Meanwhile, the King has 13 palaces, a private jet aircraft and fleets of BMW and Mercedes cars, which he shares with his 14 wives and vast royal family.

The plan is to build a 26-kilometre canal from the Mozambican sea to Mlawula, where the port will be constructed on 15 to 20 hectares of land.   
 
Media in Swaziland report it will cost an estimated E30 billion (US$3 billion).The Times of Swaziland, the only independent daily newspaper in the kingdom where most news media are censored, reported the plan was confirmed by Minister of Commerce, Industry and Trade Gideon Dlamini. 

The Times reported him saying, ‘At government level, we are fully behind the project and we are giving it undivided support. The project owners had done presentations to Cabinet and we interrogated it and found that it is a wonderful one. Following Cabinet’s realisation that the project is good and viable, Prime Minister [Barnabas] Sibusiso Dlamini then tasked the different concerned ministries to start working together with the project owners straight away.’

The ministries involved are the Ministry of Foreign Affairs and International Cooperation, Ministry of Public Works and Transport, Ministry of Commerce, Industry and Trade, Ministry of Tourism and Environmental Affairs and the Ministry of Housing and Urban Development.

The plan is headed by Moses Motsa, who is often described in the Swazi and South African media as a ‘billionaire’, but it is not clear in which currency he holds his billion.
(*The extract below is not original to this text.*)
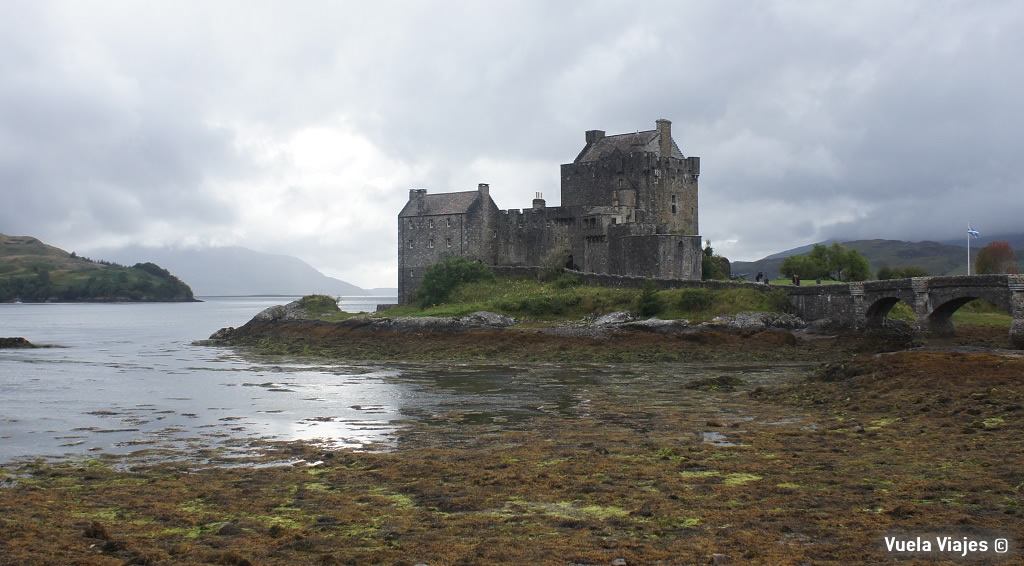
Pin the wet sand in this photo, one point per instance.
(810, 465)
The Times reported, ‘Dlamini went on to say that each of the ministries had been given specific responsibilities that are in support of business magnate Moses Motsa and his partners. One of the most critical issues that the business proprietors need to be assisted in is having an agreement with the Mozambican Government as the port will be established through a canal coming from the Indian Ocean from the Republic of Mozambique.

‘In this regard, Dlamini said, the Ministry of Foreign Affairs and International Cooperation was assigned by the PM to engage with Mozambique with the aim of reaching an agreement over accessing the sea.’

The Times reported Motsa saying the port would harbour big vessels and with docking for up to four ships at once.